Please see my other blog for Oracle EBusiness Suite Posts - EBMentors

Search This Blog

Note: All the posts are based on practical approach avoiding lengthy theory. All have been tested on some development servers. Please don’t test any post on production servers until you are sure.

Friday, June 23, 2017

Building Teradata Presto Cluster


Prerequisites:
Before working on this post you should review below posts.



Installing/Configuring PrestoDB
Working with PrestoDB Connectors

In this post , I'll be covering below

1- Installing and configuring Presto Admin
2- Installing Presto Cluster on a single node
3- Using Presto ODBC Driver
4- Installing and configuring Presto Cluster with one coordinator and three workers

Download Teradata Presto Distribution
You need to download two packages from Teradata for this post

Server Package - contains Presto Server
http://www.teradata.com/products-and-services/Presto/Download-Get-Started

unzip it , you will see prestoadmin offline package installer, presto server RPM and presto client Jar

Client Package - contains client utilities eg; ODBC Drivers
http://teradata.github.io/presto/docs/127t/installation/odbc.html

Installing Presto Admin

Presto Admin is a tool for installing and managing the Presto query engine on a cluster.

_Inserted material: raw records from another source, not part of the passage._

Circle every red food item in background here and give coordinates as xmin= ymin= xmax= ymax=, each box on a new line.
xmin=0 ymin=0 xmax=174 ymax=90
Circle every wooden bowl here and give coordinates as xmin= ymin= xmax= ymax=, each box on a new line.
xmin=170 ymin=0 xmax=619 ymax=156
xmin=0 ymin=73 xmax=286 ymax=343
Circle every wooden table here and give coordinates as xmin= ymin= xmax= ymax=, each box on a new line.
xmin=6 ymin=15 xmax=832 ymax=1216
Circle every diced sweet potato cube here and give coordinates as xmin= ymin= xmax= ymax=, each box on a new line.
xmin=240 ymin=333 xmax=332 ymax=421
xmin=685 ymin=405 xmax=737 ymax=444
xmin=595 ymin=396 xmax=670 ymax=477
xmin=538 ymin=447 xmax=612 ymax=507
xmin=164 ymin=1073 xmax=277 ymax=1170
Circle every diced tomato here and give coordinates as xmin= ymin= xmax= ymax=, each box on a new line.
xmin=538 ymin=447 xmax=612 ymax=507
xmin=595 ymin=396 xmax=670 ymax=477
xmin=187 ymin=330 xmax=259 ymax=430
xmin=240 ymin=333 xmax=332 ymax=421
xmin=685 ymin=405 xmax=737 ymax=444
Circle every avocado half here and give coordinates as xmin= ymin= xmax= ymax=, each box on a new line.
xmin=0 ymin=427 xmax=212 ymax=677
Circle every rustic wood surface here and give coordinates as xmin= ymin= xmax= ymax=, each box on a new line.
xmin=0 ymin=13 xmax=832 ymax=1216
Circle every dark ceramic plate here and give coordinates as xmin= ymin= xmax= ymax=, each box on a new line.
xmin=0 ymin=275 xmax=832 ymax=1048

It provides easy-to-use commands to:
  • Install and uninstall Presto across your cluster
  • Configure your Presto cluster
  • Start and stop the Presto servers
  • Gather status and log information from your Presto cluster
Prerequisites:
Java 8
Python 2.6 or Python 2.7.

If you are using the online installer then make sure you’ve installed the Python development package for your system. For RedHat/Centos that package is python2-devel and for Debian/Ubuntu it is python-dev.


Presto Admin is packaged as an offline installer – prestoadmin-<version>-offline.tar.gz.

1- Copy the installer prestoadmin-<version>-offline.tar.gz to the location where you want presto-admin to run eg; /usr/hadoopsw. Note that presto-admin does not have to be on the same node(s) where Presto will run, though it does need to have SSH access to all of the nodes in the cluster.

2- Extract and run the installation script from within the prestoadmin directory.
[presto@dn04 hadoopsw]$ ll
total 648140
-rw-r--r--  1 root       root         9456552 Mar 29 21:57 prestoadmin-2.2-offline.el7.tar.gz

[root@dn04 hadoopsw]# tar -xvf prestoadmin-2.2-offline.el7.tar.gz
[root@dn04 hadoopsw]# cd prestoadmin/
[root@dn04 prestoadmin]# ll
total 100
-rwxr-xr-x 1 linuxadmin linuxadmin  2710 Mar 24 01:01 install-prestoadmin.sh
-rw-rw-r-- 1 linuxadmin linuxadmin 91414 Mar 24 01:01 prestoadmin-2.2-py2-none-any.whl
drwxrwxr-x 2 linuxadmin linuxadmin  4096 Jun 18 13:55 third-party

[root@dn04 hadoopsw]# cd prestoadmin/
[root@dn04 prestoadmin]# mkdir conf

[root@dn04 prestoadmin]# mkdir log
[root@dn04 prestoadmin]# ./install-prestoadmin.sh

The installation script will create a presto-admin-install directory and an executable presto-admin script. By default, the presto-admin config and log directory locations are
configured to be ~/.prestoadmin and ~/.prestoadmin/log, respectively. This can be changed by modifying the environment variables, PRESTO_ADMIN_CONFIG_DIR and PRESTO_ADMIN_LOG_DIR.

The installation script will also create the directories pointed to by PRESTO_ADMIN_CONFIG_DIR and PRESTO_ADMIN_LOG_DIR. If those directories already exist, the installation script will not erase their contents.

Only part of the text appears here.